Что-то таилось в этом приходе маленькой девочки такое, что и пугало ее и радовало, и Сайдеямал терялась в догадках.
За Карматау садилось вечернее, уставшее за день солнце, оно было еще раскаленным и ярким, но успело растратить свою силу утром, полное буйства и озорства, и днем, когда горело ровно и постоянно, теперь оно расплескивало остывшие лучи на багровую от заката гору, на верхушки леса, стоявшего стеной за деревней, исходило густыми золотистыми каплями меда, падая в речку Кэжэн.
Оно вспыхнуло и словно подожгло светлое платье Зульфии, когда она выскочила из землянки и побежала к поселку, босые ноги ее мелькали, будто облитые красным загаром. Она становилась все меньше: уже не было видно, как нескладно машет она руками, только бились за спиной, плескались темные волосы, и грязные ноги казались обутыми в каты при свете заходящего солнца…
Сайдеямал замерла, увидев на пороге землянки сына. В его лице было что-то такое, что заставило ее не только замереть, но и испугаться, хотя оно было спокойным и ясным.

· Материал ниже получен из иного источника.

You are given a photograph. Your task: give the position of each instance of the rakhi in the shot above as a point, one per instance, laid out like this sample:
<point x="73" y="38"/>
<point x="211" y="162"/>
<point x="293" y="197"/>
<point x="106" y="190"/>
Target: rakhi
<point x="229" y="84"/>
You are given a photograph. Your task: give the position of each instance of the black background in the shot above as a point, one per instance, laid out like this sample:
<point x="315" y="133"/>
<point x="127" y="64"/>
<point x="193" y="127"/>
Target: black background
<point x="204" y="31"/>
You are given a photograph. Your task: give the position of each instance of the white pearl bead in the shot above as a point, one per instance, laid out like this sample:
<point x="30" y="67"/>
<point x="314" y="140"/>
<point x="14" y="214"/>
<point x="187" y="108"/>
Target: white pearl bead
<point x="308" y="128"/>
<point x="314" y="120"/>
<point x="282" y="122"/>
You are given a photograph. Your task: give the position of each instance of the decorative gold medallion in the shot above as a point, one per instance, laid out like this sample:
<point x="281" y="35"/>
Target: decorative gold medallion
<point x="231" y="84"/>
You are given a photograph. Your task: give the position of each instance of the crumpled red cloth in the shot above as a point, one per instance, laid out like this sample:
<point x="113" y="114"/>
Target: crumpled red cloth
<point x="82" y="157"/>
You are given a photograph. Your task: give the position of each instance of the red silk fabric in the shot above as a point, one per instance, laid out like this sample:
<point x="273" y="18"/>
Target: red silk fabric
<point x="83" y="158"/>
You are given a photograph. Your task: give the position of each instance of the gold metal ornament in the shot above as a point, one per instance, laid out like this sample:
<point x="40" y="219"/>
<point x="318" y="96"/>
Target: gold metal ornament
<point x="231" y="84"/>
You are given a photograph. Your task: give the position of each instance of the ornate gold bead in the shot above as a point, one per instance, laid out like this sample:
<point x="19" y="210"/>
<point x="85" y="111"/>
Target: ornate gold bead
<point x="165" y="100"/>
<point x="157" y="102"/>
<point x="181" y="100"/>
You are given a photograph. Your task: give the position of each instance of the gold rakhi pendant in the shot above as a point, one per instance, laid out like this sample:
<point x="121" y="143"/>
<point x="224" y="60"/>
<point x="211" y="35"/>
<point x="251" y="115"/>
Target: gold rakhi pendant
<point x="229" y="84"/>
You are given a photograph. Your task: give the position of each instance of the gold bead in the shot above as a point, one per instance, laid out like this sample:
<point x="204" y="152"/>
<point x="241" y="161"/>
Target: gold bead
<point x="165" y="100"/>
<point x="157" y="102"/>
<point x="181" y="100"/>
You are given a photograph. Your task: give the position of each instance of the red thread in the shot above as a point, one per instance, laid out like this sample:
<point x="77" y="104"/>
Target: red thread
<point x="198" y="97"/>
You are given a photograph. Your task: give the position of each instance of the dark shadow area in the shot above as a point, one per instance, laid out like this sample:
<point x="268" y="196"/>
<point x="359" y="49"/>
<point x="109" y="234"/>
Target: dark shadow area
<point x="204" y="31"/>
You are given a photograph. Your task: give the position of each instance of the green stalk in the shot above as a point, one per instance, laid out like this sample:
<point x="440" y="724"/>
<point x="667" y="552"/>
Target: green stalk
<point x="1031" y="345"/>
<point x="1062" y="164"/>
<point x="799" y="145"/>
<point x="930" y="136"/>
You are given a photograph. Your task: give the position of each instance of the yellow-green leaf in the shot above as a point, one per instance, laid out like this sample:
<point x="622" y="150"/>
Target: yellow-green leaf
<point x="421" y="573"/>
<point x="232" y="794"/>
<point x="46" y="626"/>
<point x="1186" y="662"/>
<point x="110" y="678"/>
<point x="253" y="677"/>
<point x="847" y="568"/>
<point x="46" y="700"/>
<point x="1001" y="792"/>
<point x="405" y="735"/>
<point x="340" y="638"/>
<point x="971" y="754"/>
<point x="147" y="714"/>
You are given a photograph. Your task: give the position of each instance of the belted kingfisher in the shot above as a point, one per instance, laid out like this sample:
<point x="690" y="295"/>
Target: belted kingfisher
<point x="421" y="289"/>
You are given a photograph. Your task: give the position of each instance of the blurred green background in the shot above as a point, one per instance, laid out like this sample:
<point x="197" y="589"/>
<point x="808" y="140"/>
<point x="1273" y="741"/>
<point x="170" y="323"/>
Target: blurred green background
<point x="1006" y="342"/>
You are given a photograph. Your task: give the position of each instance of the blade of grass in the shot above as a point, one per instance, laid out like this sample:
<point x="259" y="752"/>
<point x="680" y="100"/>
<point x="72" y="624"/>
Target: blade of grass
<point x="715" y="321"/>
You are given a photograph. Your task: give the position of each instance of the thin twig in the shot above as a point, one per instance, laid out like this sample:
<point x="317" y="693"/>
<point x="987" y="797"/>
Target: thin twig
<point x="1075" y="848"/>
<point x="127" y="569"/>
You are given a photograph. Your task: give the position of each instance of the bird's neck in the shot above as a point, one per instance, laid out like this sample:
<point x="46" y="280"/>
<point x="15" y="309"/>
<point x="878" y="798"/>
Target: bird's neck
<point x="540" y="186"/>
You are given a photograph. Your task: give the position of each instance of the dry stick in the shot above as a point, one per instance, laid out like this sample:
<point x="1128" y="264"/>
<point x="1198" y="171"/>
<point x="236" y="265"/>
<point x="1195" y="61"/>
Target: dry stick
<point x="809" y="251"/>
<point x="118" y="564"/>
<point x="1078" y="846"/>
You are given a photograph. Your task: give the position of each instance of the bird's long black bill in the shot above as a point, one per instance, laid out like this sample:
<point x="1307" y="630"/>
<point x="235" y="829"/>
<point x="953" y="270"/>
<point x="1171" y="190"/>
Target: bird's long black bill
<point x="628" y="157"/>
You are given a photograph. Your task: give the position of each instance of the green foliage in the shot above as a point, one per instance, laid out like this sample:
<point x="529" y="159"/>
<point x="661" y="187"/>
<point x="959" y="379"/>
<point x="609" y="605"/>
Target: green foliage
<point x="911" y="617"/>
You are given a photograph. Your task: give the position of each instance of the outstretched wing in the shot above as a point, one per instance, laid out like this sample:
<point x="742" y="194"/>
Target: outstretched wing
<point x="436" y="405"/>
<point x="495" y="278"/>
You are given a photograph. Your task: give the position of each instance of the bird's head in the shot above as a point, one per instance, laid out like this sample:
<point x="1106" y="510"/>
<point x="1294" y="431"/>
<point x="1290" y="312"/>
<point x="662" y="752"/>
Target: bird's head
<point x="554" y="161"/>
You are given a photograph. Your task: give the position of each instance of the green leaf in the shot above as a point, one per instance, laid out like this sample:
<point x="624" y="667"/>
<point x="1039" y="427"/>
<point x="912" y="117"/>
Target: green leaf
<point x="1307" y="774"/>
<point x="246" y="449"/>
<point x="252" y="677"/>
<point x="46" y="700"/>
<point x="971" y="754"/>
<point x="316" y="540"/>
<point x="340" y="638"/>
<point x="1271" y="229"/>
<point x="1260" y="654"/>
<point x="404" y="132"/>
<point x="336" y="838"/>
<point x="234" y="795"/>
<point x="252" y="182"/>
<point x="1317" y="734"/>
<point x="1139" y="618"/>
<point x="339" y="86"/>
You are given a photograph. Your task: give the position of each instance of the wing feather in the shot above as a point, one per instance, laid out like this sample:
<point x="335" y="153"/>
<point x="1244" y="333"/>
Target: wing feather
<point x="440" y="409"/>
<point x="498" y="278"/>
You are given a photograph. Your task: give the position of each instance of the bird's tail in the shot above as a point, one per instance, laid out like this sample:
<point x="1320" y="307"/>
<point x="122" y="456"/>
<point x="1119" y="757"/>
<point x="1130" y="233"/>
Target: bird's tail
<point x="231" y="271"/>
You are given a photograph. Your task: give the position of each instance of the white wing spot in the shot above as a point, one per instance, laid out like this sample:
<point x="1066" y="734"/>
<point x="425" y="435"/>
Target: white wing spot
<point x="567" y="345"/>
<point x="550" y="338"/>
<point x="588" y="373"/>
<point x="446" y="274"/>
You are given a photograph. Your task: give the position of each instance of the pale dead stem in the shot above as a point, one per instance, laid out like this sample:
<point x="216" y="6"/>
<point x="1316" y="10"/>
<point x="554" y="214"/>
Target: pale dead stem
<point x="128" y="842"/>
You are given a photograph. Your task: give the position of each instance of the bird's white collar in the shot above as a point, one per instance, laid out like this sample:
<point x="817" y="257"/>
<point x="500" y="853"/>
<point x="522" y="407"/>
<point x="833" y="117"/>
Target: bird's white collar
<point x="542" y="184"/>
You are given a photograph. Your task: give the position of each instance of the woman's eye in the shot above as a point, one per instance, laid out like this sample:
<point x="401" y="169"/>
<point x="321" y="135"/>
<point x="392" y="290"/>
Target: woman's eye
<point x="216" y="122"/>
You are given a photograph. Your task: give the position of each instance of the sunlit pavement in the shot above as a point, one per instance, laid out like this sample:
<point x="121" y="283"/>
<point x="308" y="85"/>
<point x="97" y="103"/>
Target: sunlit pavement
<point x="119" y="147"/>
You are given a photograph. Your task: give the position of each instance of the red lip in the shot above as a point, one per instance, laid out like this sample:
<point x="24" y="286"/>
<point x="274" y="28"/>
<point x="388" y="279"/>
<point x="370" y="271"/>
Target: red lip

Но это было лицо человека, решившегося на что-то серьезное и важное в своей жизни.
— Ты отдал ей деньги, Хисмат? — наконец, не выдержав долгого молчания, спросила она.
— Нет, мама… — он устало вздохнул. — Разве этими грошами поможешь?..
— А зачем прибегала Зульфия?
Она сама не знала, как вырвался у нее этот возглас, ведь она не хотела тревожить сына, и пожалела, что не выдержала и спросила о том, о чем он должен был сказать сам, если бы наступила пора. Но Хисматулла нисколько не удивился вопросу матери, а словно ждал его и был доволен, что наконец может высказать то, о чем все равно нельзя было умолчать.
— Я думаю свататься, мама…
— Свататься? Но, Хисмат…
— Погоди, мама, — он закрыл глаза и сжал зубы, точно ему было не под силу говорить. — Ты сама мне сказала, что тебе уже тяжело одной… Так вот… Тебе будет еще тяжелее, и ты должна потерпеть, если я твой сын и ты любишь меня…
— О чем ты, Хисмат?.. Может, ты заболел?
— Нет, нет… Ты только слушай… Тебе придется пожить немного одной, но я буду помогать…
Сайдеямал не все поняла из слов сына, ей стало страшно и за него, и за себя, но больше за него, потому что он был молод и безрассуден, как все в его годы, когда играет беспечная кровь в теле и голова не подчиняется обычным житейским доводам. Он мог совершить сейчас самый опасный шаг в своей жизни и потом будет расплачиваться за него до конца дней.